🤖 AI Summary
This work addresses the limitations of existing cross-document coreference resolution (CDCR) datasets, whose narrow definition of coreference fails to capture the lexical variation arising from diverse phrasings and ideological stances in news reporting. To overcome this, the authors propose expanding coreference chains into discourse entities (DEs), which jointly model both strict identity and near-identity relations. Guided by a unified annotation protocol, they manually re-annotate subsets of NewsWCL50 and ECB+ to reflect this broader conceptualization. The resulting dataset is the first in CDCR to systematically encode lexical diversity and discourse framing differences inherent in news contexts.
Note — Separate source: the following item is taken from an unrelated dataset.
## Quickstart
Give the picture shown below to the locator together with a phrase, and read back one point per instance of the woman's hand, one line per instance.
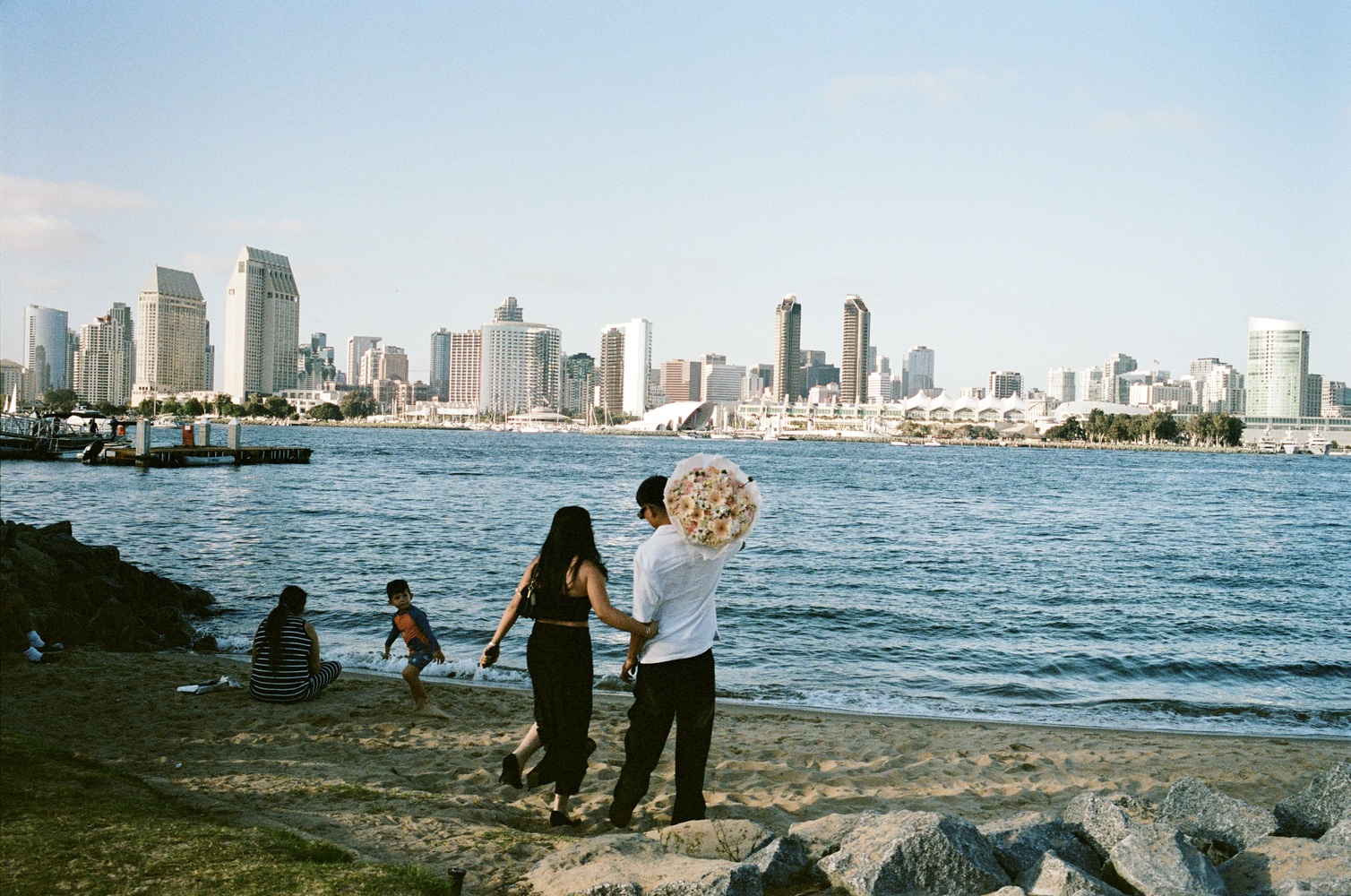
(491, 654)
Evaluation shows that the re-annotated data exhibits lexical variability intermediate between the original ECB+ and NewsWCL50, offering a balanced and discourse-aware benchmark that better supports CDCR research in the news domain.
📝 Abstract
Cross-document coreference resolution (CDCR) identifies and links mentions of the same entities and events across related documents, enabling content analysis that aggregates information at the level of discourse participants. However, existing datasets primarily focus on event resolution and employ a narrow definition of coreference, which limits their effectiveness in analyzing diverse and polarized news coverage where wording varies widely. This paper proposes a revised CDCR annotation scheme of the NewsWCL50 dataset, treating coreference chains as discourse elements (DEs) and conceptual units of analysis. The approach accommodates both identity and near-identity relations, e.g., by linking "the caravan" - "asylum seekers" - "those contemplating illegal entry", allowing models to capture lexical diversity and framing variation in media discourse, while maintaining the fine-grained annotation of DEs. We reannotate the NewsWCL50 and a subset of ECB+ using a unified codebook and evaluate the new datasets through lexical diversity metrics and a same-head-lemma baseline. The results show that the reannotated datasets align closely, falling between the original ECB+ and NewsWCL50, thereby supporting balanced and discourse-aware CDCR research in the news domain.